オルソKというと、角膜全体を変形させていると誤解されていることもあるようですので、その機序についてお話します。

近視進行抑制治療オルソケラトロジー

オルソKレンズは角膜中央が周辺より平坦な多段階形状となっており、このレンズを装用することで角膜上皮細胞の再分布化が起こります。
中央部の上皮はやや薄くなり、リバースカーブの辺りはやや厚みを増し、数日から一週間で目標屈折度数に到達します1)
変化しているのは角膜上皮の厚みのみですので、約50マイクロンの上皮が変化出来る範囲が矯正可能な屈折度数の限界ということになり、現在のオルソKガイドラインでは-4.0D以内が適応(=治療を行って効果が見込める近視の程度の範囲)とされています。

オルソKレンズを就寝前に装用し、朝に外します。治療が順調に進むと、日中は裸眼で過ごせる視力が得られるようになります。
レンズの正しいケア方法、定期検診をきちんと守れることが処方の絶対条件です。

<引用文献>
1)Alharbi A, Swarbrick H. The Effects of Overnight Orthokeratology Lens Wear on Corneal Thickness.
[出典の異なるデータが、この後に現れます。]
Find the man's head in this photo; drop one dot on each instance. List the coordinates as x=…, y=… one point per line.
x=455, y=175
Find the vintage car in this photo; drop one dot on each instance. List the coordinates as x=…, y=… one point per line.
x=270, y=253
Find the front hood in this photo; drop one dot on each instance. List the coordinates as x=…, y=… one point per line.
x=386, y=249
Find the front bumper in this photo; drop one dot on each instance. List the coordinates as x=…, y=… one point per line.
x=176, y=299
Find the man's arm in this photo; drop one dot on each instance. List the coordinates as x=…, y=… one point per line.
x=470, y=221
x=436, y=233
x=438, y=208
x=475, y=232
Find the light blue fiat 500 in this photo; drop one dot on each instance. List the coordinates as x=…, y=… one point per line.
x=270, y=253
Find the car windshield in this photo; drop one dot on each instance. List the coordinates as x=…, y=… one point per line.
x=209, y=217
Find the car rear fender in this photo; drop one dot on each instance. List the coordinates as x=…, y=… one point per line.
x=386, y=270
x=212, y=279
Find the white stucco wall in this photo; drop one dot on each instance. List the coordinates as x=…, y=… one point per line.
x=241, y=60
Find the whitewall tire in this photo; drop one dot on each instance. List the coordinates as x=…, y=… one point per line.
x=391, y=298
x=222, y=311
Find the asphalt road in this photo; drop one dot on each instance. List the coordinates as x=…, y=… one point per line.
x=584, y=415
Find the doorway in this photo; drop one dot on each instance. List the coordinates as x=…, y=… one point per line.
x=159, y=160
IOVS 44, 2518-23, 2003

オルソケラトロジーの費用

  • オルソKは保険診療では取り扱えないため自由診療となります。
    初回検査 で5,000~10,000円、再診時はおよそ3,000円前後です。
  • オルソKレンズはメーカーの定額制(メニコンもしくはシード)を利用し、レンズの貸与を受けます(破損や交換時に保険のような役目もします)。

多焦点ソフトコンタクトレンズ

既にオルソケラトロジーの適応範囲を超えている近視の場合、多焦点ソフトコンタクトレンズを用いて近視抑制治療を行います。
現在日本で入手可能な近視抑制治療に適する多焦点ソフトコンタクトレンズから、個々の症例に合ったものを選びます。
現在、当院で用いているのは、SEED 1DayPure EDOF Midタイプ、Menicon Duo、CooperVision Biofinity Multifocal High addタイプです。
多焦点ソフトコンタクトレンズの処方は、保険診療の取り扱いとなります。